This project was created to publish the best practices for segmentation of the corporate network of any company. In general, the schemes in this project are suitable for any company.

Where can I find diagrams?

Graphic diagrams are available in the Release page
The schema sources are located in the repository

Schematic symbols

Elements used in network diagrams:
Schematic symbols
Crossing the border of the rectangle means crossing the firewall.
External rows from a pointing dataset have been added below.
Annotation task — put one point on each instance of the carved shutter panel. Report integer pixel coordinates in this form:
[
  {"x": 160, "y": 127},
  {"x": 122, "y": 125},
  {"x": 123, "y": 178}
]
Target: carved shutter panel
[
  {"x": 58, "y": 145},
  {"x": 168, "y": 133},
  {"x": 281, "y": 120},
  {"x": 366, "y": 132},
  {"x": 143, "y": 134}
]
Level 1 of network segmentation: basic segmentation

Level 1

Advantages

Basic segmentation to protect against basic targeted attacks that make it difficult for an attacker to advance on the network. Basic isolation of the productive environment from the corporate one.

Disadvantages

The default corporate network should be considered potentially compromised. Potentially compromised workstations of ordinary workers, as well as workstations of administrators, have basic and administrative access to the production network.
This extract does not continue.